From: Wu Fengguang <fengguang.wu@intel.com>
To: Jan Kara <jack@suse.cz>
Cc: "linux-mm@kvack.org" <linux-mm@kvack.org>,
Andrew Morton <akpm@linux-foundation.org>,
Christoph Hellwig <hch@infradead.org>,
Dave Chinner <david@fromorbit.com>,
Peter Zijlstra <a.p.zijlstra@chello.nl>
Subject: Re: [PATCH] mm: Properly reflect task dirty limits in dirty_exceeded logic
Date: Mon, 4 Jul 2011 09:06:19 +0800 [thread overview]
Message-ID: <20110704010618.GA3841@localhost> (raw)
In-Reply-To: <1309458764-9153-1-git-send-email-jack@suse.cz>
Hi Jan,
On Fri, Jul 01, 2011 at 02:32:44AM +0800, Jan Kara wrote:
> We set bdi->dirty_exceeded (and thus ratelimiting code starts to
> call balance_dirty_pages() every 8 pages) when a per-bdi limit is
> exceeded or global limit is exceeded. But per-bdi limit also depends
> on the task. Thus different tasks reach the limit on that bdi at
> different levels of dirty pages. The result is that with current code
> bdi->dirty_exceeded ping-ponged between 1 and 0 depending on which task
> just got into balance_dirty_pages().
>
> We fix the issue by clearing bdi->dirty_exceeded only when per-bdi amount
> of dirty pages drops below the threshold (7/8 * bdi_dirty_limit) where task
> limits already do not have any influence.

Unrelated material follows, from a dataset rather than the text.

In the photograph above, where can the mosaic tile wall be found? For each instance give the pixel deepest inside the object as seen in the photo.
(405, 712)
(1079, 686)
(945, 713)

The end result, I think, is that the dirty pages are kept more tightly
under control, with the average number a slightly lowered than before.
This reduces the risk to throttle light dirtiers and hence more
responsive. However it does introduce more overheads by enforcing
balance_dirty_pages() calls on every 8 pages.
> CC: Andrew Morton <akpm@linux-foundation.org>
> CC: Christoph Hellwig <hch@infradead.org>
> CC: Dave Chinner <david@fromorbit.com>
> CC: Wu Fengguang <fengguang.wu@intel.com>
> CC: Peter Zijlstra <a.p.zijlstra@chello.nl>
> Signed-off-by: Jan Kara <jack@suse.cz>
> ---
> mm/page-writeback.c | 29 ++++++++++++++++++++++-------
> 1 files changed, 22 insertions(+), 7 deletions(-)
>
> This is the patch fixing dirty_exceeded logic I promised you last week.
> I based it on current Linus's tree as it is a relatively direct fix so I
> expect it can be somewhere in the beginning of the patch series and merged
> relatively quickly. Can you please add it to your tree? Thanks.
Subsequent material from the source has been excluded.